Says that three times fast, in the middle of an equatorial jungle. Yet another, big budget film with gigantic plot holes. The major movie producers must think the general population has about the same I.Q. as King Kong, they just keep pumping out the crap; and we keep eating it up.
I’m going to save the synopsis of the movie and just go into what bothered me about it. So here we go.
Why have so much background on the woman and the producer if they barely have any dialogue in the movie? Certainly, if they would have tried to explain where the producer got the idea to film on some secluded island (aptly named “Skull Island”, oh the irony) there might have been a purpose for the first hour of the movie.
This film displayed something to me about violence in movies that truly irks me. In a movie, someone is shot twice and they still somehow manage to be the hero. In real life, if you get shot, you will most likely die, if not immediately, then at least shortly thereafter. In a movie, you can be punched, kicked, beaten, and spit on and you still get up and kick the other guy or girl’s ass. In real life, if you get punched in the face, once, you will most likely be on the floor trying to hold your face intact if you’re still conscious.

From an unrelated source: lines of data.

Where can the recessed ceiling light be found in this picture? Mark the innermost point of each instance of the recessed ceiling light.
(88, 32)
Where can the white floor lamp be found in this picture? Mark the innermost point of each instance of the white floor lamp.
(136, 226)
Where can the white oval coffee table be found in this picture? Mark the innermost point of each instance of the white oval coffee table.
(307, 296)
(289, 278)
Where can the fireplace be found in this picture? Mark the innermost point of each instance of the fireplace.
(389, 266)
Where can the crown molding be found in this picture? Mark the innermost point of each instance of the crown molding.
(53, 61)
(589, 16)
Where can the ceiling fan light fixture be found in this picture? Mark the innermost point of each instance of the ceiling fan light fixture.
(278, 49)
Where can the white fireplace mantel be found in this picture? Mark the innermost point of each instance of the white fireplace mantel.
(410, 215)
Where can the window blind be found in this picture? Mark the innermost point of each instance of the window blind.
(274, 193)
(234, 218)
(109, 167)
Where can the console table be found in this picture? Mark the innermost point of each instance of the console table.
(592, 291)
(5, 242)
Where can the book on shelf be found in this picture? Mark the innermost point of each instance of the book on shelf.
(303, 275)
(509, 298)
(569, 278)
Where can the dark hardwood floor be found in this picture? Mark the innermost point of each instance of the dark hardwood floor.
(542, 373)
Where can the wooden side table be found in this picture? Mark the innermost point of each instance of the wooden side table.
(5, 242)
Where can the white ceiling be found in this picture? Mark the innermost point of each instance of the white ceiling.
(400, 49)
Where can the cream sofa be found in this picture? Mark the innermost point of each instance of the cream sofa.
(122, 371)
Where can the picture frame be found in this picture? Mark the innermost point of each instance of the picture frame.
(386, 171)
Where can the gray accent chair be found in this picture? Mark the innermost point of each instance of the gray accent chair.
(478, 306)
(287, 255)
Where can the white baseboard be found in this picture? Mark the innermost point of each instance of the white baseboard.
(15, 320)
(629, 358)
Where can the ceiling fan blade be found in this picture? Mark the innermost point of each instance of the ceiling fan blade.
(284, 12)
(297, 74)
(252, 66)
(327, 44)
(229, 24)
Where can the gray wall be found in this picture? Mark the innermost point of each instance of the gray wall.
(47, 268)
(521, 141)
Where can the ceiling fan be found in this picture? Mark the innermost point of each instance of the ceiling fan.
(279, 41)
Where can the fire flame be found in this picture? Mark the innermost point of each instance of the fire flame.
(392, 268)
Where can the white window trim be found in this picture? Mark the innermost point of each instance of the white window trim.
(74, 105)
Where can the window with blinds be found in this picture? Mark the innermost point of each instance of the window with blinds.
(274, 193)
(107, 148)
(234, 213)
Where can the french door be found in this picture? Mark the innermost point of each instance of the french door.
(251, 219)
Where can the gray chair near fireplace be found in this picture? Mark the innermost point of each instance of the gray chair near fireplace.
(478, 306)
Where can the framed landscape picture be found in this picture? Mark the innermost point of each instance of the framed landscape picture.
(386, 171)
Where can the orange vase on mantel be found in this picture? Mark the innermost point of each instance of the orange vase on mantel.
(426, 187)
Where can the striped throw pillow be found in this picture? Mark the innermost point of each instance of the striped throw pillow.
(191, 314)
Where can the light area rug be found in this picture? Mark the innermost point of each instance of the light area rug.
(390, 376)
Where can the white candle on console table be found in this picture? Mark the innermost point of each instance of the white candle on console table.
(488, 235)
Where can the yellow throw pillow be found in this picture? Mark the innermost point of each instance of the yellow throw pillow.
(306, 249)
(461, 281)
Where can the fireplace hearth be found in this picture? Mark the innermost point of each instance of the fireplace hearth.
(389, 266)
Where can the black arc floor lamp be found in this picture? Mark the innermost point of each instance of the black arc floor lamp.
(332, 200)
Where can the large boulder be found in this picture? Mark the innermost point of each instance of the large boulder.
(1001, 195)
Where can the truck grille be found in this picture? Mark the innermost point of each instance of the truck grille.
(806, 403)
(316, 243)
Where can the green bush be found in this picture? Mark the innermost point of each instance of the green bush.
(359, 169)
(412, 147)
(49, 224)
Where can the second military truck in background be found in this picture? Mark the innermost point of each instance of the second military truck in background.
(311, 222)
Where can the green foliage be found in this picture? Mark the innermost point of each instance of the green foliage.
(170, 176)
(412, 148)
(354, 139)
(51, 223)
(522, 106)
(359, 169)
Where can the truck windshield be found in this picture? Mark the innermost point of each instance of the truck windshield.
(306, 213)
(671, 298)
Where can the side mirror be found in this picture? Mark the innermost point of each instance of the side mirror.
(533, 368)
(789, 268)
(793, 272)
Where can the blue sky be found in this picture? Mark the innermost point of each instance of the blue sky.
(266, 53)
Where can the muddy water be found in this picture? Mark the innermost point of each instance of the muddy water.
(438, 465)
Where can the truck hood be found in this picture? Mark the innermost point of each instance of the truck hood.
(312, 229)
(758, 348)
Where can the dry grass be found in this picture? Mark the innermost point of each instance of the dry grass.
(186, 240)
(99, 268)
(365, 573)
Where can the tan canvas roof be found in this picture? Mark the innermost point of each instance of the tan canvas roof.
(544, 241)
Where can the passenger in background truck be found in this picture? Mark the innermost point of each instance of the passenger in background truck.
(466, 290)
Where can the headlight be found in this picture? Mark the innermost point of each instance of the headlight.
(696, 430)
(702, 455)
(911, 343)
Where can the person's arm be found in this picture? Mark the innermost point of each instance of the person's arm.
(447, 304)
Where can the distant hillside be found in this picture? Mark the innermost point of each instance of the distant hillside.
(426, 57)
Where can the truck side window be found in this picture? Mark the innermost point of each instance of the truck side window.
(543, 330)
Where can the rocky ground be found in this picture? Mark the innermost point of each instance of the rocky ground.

In this movie, King Kong, is shot at least one-thousand times before the second hour is complete. Let’s talk realism here. A bullet can go through someone. In one side, out the other and still leave a nasty mark or hole in the wall. I’m 6’ tall; my skin is maximum 1/4” thick. Let’s use that as a ratio. 72” high: 0.25” thick. From the movie’s claims, King Kong is about 25ft tall. After some basic math we come up with 300” high: 1” thick. So, a bullet has to go through 1” of skin to harm our big buddy. Not exactly a feat if you consider the power in a gun. Which, if your only experience was the movies, you’d never know. After 1k, direct hits before the 2.5 hour marker, it’s a wonder he didn’t die from loss of blood.
Let’s add in some of the island realism. Mr. Kong doesn’t fight off one Tyrannosaurus Rex, but three! Wow, three gigantic meat eating predators all in a matter of yards from each other they must get hungry from eating each other’s food supply all the time. You know, an island that size can really support all that. Get this; they would rather eat the girl than chomp on yummy and potentially much more nourishing Mr. Kong.
I’m not going to talk about what some might call a dialogue between the girl and Mr. Kong or how many times the planes circled before his hairy ass fell off the building. I liked the movie for the special effects, but I was disappointed by the realism in the storyline.